Nach 10 Jahren Arbeit sollte nun endlich das Hauptwerk des englischen Schriftstellers veröffentlicht werden. Zu dessen Kummer wollte der Verlag aber großzügige Kürzungen vornehmen. Der Autor schlug verzweifelt vor, dem Roman ein erklärendes Vorwort voranzustellen, um die Leser über Länge, Inhalt und Intention zu informieren. Folgendes Zitat stammt aus diesem Vorwort:”Wenn Sie sagen, nun ja, ein guter Wein braucht kein Reklameschild, dann kann ich nur antworten: tja, ich spreche aber nicht von gutem Wein, sondern von Mescal, und, ganz abgesehen von dem Schild, ist man erst einmal in der Cantina, braucht man Salz und Zitronen, um den Mescal herunterzubekommen.

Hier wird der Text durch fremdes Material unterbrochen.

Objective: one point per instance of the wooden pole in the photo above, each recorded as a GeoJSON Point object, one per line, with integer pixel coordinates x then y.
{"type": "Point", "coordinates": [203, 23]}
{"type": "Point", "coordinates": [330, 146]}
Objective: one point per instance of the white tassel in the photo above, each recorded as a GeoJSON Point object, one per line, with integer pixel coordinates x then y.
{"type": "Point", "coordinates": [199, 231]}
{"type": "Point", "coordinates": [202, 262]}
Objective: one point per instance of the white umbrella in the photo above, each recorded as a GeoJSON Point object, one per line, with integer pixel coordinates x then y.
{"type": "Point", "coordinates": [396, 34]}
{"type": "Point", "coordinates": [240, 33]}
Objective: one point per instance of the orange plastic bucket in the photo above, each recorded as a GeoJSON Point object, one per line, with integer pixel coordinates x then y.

Ein solches Vorwort, wenigstens erhoffe ich mir das, könnte für ein wenig Zitronen und Salz sorgen.” Wer den Autoren kennt, weiß spätestens jetzt, von wem hier die Rede ist. Für die anderen noch ein paar Hinweise. Der Roman erschien 1947 ungekürzt. Wie in Joyce’Ullysses spielt die Handlung an einem Tag. Der seelische und körperliche Zustand der Hauptfigur ist durchaus mit dem des Autoren zu vergleichen. Mit diesem Roman beschreibt er quasi sein eigenes Ende. Er wurde 1909 geboren und starb mit 48 Jahren. Im angelsächsischen Raum wurde er zur Kultfigur. 1984 legte John Houston eine brillante Verfilmung mit Albert Finney in der Hauptrolle vor.
Wer war’s? Und wie heißt der Titel seines Romans?